A distributed data processing platform that includes three core components:

### YARN

- **Yet Another Resource Manager** – the cluster resource manager, often referred to as a cluster OS.
- Allows running multiple applications by sharing resources among them.
- Uses a **master-slave architecture**.

#### Components

- **Resource Manager (RM)** – Installed on the master node.
- **Node Manager (NM)** – Installed on slave nodes.
- **Application Master (AM)** – Runs per application to manage its lifecycle.

#### Architecture

- Suppose we create a cluster with 5 computers.
- Install Hadoop on all five systems.
- One system becomes the **master** with RM, others become **slaves** with NMs.
- NMs continuously send status updates to the RM.
- Applications are submitted to YARN (the RM).
- RM assigns the job to an NM, which creates a **container** for the app.
- A container holds the required resources (CPU, memory) for the application.
- Each application runs in a separate AM container.

---

### HDFS

- **Hadoop Distributed File System** – Handles distributed storage.

#### Components

- **Name Node (NN)** – Installed on the master.
- **Data Node (DN)** – Installed on slave nodes.

#### Architecture

- HDFS stores and retrieves large files in a distributed fashion.
- Example: copying a large dataset
  - The command goes to NN, which sends instructions to DNs.
  - The data is split into smaller **blocks**, distributed across DNs.
  - NN stores metadata (filename, directory, block IDs, etc.).
- When reading, NN fetches metadata and arranges the file from blocks stored in DNs.

---

### MapReduce Programming Model and Framework

#### Programming Model

- A conceptual approach for writing distributed computation code.
- Breaks a program into two stages:
  - **Map**: Processes and computes data at the block level.
  - **Reduce**: Aggregates and summarizes the outputs from map functions.

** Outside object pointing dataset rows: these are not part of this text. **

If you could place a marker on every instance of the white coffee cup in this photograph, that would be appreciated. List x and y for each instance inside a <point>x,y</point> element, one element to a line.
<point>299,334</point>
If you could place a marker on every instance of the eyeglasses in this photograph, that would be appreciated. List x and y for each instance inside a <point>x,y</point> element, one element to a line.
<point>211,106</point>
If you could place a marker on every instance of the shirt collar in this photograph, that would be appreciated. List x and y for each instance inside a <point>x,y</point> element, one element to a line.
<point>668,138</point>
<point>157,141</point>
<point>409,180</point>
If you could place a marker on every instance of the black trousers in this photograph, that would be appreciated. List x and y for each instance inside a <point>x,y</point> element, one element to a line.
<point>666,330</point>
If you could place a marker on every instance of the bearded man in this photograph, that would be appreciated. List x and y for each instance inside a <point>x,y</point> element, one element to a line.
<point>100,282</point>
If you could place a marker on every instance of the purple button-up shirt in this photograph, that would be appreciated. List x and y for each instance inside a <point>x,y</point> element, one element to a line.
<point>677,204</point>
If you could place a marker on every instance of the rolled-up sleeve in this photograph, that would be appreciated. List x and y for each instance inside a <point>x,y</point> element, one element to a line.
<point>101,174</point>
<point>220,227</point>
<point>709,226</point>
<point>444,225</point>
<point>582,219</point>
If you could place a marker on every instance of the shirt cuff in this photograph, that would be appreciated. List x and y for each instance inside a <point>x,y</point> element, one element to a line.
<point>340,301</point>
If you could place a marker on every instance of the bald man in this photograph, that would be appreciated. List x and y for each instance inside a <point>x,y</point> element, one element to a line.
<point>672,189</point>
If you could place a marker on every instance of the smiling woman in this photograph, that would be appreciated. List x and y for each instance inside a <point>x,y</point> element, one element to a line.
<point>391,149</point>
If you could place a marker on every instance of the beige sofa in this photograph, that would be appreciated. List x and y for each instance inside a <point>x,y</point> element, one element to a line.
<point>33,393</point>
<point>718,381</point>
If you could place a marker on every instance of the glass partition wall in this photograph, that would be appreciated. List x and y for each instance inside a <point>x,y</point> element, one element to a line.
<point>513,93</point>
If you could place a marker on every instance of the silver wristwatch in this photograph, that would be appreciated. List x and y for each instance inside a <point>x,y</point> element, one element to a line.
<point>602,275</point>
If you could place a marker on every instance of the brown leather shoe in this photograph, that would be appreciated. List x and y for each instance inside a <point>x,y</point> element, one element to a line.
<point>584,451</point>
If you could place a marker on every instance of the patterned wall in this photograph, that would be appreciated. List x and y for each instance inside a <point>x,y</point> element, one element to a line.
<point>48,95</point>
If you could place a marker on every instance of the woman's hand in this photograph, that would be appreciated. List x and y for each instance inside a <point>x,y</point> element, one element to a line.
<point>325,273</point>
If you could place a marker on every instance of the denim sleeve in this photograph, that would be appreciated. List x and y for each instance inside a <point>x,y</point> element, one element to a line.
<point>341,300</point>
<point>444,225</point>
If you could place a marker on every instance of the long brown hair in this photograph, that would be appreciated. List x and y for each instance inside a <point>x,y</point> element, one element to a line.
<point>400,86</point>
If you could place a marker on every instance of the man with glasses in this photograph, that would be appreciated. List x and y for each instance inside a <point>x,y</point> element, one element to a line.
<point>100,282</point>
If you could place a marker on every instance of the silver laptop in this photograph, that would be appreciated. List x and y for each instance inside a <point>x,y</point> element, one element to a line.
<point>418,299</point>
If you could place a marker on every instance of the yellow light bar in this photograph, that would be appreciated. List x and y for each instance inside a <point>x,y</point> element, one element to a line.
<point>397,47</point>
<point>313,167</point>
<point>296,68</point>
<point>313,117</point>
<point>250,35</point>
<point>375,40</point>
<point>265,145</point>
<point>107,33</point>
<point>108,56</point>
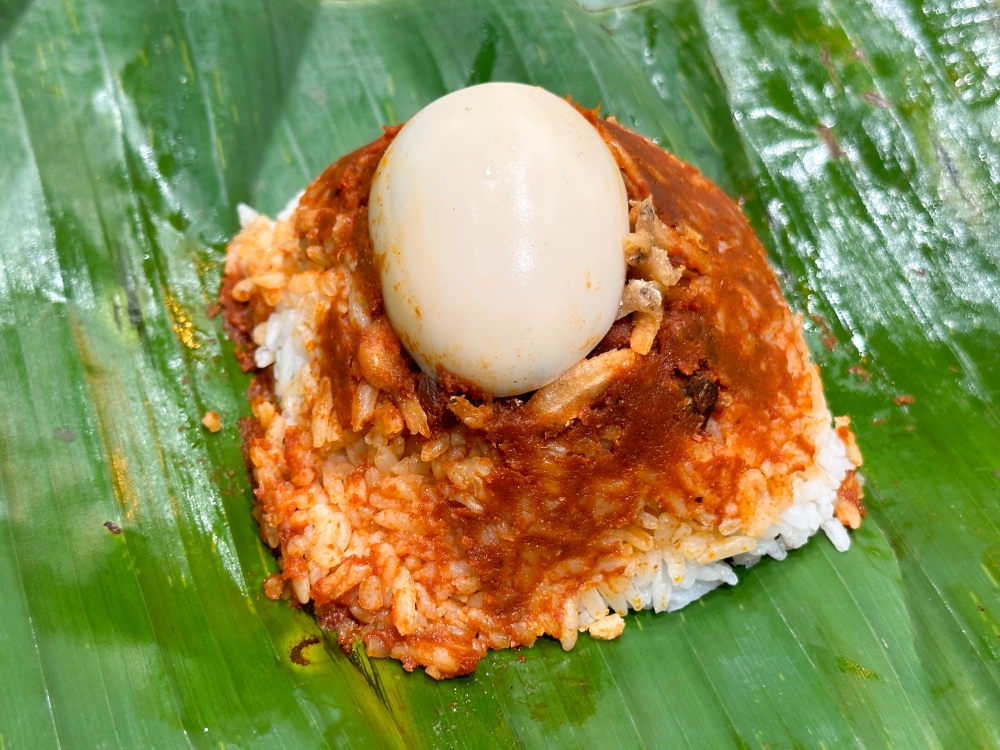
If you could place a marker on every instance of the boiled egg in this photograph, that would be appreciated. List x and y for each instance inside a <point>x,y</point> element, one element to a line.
<point>497,216</point>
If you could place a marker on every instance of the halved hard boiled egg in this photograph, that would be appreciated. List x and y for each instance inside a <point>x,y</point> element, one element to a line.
<point>497,216</point>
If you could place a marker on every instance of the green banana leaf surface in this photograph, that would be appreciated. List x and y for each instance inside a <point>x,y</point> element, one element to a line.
<point>863,138</point>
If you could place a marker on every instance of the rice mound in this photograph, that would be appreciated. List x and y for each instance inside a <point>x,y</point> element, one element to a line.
<point>360,513</point>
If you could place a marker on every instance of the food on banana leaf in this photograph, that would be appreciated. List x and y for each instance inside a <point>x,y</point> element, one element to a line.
<point>519,370</point>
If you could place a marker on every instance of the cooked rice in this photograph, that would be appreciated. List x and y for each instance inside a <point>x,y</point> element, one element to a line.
<point>352,509</point>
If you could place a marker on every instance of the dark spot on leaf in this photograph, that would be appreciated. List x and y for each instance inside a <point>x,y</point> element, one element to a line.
<point>875,100</point>
<point>848,666</point>
<point>824,56</point>
<point>826,336</point>
<point>65,435</point>
<point>652,30</point>
<point>296,654</point>
<point>860,371</point>
<point>826,135</point>
<point>482,65</point>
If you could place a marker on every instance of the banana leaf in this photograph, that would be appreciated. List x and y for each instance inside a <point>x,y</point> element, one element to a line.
<point>863,138</point>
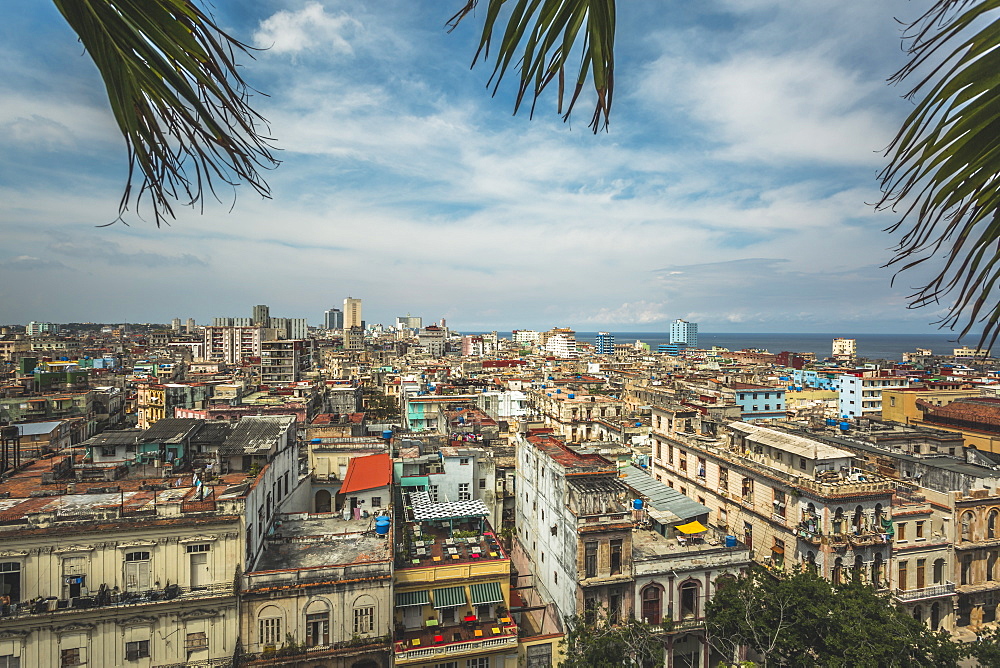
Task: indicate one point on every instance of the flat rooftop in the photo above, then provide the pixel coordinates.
(323, 539)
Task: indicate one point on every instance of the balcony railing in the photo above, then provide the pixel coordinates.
(934, 591)
(509, 639)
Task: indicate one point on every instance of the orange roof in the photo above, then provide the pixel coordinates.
(368, 472)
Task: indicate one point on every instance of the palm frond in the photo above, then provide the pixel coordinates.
(178, 98)
(541, 35)
(944, 170)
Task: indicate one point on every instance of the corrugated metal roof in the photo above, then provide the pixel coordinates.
(662, 497)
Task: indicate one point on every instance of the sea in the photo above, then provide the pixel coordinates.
(870, 346)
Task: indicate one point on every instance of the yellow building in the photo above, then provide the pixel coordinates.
(452, 589)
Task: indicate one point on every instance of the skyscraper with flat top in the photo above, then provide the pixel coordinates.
(682, 331)
(261, 316)
(352, 313)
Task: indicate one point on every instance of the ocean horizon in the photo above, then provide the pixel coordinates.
(871, 346)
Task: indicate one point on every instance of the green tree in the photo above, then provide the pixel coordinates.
(799, 619)
(591, 642)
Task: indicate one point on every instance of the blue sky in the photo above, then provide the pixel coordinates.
(732, 188)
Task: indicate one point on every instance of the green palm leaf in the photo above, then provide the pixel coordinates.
(176, 94)
(944, 171)
(539, 38)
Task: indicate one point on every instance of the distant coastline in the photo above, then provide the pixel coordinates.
(871, 346)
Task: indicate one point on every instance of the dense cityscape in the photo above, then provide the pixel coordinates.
(259, 491)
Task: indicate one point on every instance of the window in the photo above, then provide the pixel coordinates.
(136, 650)
(590, 559)
(72, 657)
(616, 556)
(364, 619)
(136, 571)
(269, 630)
(317, 629)
(10, 582)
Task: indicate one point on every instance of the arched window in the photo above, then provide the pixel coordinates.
(690, 600)
(858, 572)
(317, 623)
(652, 597)
(939, 571)
(967, 525)
(365, 615)
(270, 627)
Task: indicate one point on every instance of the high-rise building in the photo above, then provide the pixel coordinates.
(261, 315)
(682, 331)
(333, 319)
(844, 349)
(605, 343)
(409, 322)
(352, 313)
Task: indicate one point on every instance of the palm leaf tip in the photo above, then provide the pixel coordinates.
(178, 98)
(944, 165)
(538, 39)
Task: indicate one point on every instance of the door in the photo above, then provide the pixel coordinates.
(200, 576)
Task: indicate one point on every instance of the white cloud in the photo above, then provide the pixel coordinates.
(306, 29)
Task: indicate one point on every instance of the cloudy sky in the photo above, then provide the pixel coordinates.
(733, 188)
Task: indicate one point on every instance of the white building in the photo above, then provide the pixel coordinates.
(861, 394)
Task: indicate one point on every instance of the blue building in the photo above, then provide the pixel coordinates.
(605, 343)
(760, 402)
(682, 331)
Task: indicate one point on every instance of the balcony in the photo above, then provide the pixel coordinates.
(109, 598)
(430, 644)
(935, 591)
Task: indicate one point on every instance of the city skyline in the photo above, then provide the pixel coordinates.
(730, 191)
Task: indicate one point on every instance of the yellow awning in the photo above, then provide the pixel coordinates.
(691, 527)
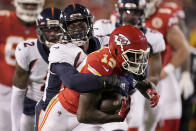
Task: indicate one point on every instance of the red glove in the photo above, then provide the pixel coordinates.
(125, 107)
(154, 97)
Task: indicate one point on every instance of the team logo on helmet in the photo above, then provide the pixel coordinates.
(157, 22)
(121, 40)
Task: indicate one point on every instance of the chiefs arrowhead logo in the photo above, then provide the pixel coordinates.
(121, 40)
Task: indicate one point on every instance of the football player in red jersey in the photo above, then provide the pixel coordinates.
(16, 26)
(162, 18)
(127, 52)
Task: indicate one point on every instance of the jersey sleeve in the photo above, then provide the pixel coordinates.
(22, 57)
(66, 53)
(94, 64)
(156, 40)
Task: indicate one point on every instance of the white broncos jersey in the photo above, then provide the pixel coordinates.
(155, 39)
(29, 58)
(60, 53)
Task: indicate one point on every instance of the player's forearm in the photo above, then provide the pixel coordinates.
(74, 80)
(98, 117)
(180, 57)
(17, 100)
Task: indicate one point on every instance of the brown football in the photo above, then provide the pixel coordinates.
(111, 102)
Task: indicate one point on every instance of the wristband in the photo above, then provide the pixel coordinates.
(169, 68)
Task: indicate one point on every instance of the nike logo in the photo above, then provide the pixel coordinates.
(56, 47)
(106, 69)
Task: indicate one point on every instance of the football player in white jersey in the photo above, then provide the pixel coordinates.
(132, 12)
(77, 25)
(31, 70)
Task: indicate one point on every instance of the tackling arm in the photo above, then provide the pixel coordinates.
(147, 89)
(178, 42)
(88, 111)
(155, 65)
(83, 82)
(17, 99)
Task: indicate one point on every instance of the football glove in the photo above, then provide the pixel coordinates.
(186, 85)
(125, 108)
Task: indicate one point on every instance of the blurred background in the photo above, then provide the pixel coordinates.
(104, 8)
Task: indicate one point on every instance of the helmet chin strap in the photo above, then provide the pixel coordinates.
(49, 44)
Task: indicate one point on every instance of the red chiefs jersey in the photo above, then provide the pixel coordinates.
(12, 32)
(98, 63)
(161, 21)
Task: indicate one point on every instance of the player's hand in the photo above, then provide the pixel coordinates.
(126, 85)
(168, 69)
(125, 108)
(153, 97)
(186, 85)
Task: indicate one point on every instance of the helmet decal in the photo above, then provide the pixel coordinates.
(120, 39)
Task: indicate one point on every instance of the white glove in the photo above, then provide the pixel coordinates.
(186, 85)
(17, 100)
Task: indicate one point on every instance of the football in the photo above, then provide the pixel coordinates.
(111, 102)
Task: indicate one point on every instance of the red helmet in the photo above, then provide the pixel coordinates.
(130, 48)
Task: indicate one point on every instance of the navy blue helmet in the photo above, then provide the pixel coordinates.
(48, 21)
(77, 23)
(135, 6)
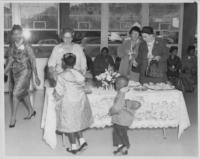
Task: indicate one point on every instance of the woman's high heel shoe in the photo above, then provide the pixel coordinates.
(72, 151)
(83, 146)
(29, 117)
(13, 125)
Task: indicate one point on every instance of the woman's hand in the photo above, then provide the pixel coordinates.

#### Programming Framework

- The actual infrastructure and libraries that run the distributed MapReduce code.
- Though considered outdated now, understanding it is still important.

#### Example Use Case

- Reading a 20TB file might take days sequentially (e.g., 3–4 hours per TB).
- Using MapReduce:
  - Each node processes its own block in parallel.
  - Map function counts rows in each file block.
  - Reduce function sums up all block-level counts to get the total.

---

### MapReduce Execution in Practice

- A MapReduce job request is submitted to the RM.
- RM tells NM to start an AM and launch the job.
- The framework coordinates with RM to:
  - Launch multiple AM containers (e.g., 14 for 14 nodes).
  - Run the **Map** phase in parallel across nodes.
  - Gather the results and initiate the **Reduce** phase.
- The framework ensures efficient distribution and fault tolerance across the cluster.

---

## Summary

Hadoop revolutionized data processing by shifting from monolithic systems to distributed computing. It provides a scalable, cost-effective solution to big data challenges using its core components: YARN, HDFS, and MapReduce. While newer tools like Apache Spark offer performance improvements, Hadoop's design remains foundational to understanding modern distributed data systems.

---
## Problems with Hadoop

- Performance (hivesql which was introduced to solve developer hardship to write base map reduce program were slow).
- Hard to develop as map reduce was hard to write.
- Only avl in Java.
- Cloud platform emerged that led to easier storage increasing as for hadoop physical systems were needed where as cloud was digital and was cheap.
- Industry also developed other container techs like docker kubernetes.
-  Thats where Apache Spark came into existence
    - faster performance
    - offered sql but faster
    - ease of development with scala, python, java
    - supported cloud like S3
    - designed in way to work with multiple RM and Container.

- Spark was initally used as improvement to hadoop but later solved all the issues with hadoop and thus became stand alone.
- Now spark can be used with Hadoop and without Hadoop including evertyhing that hadoop has to offer.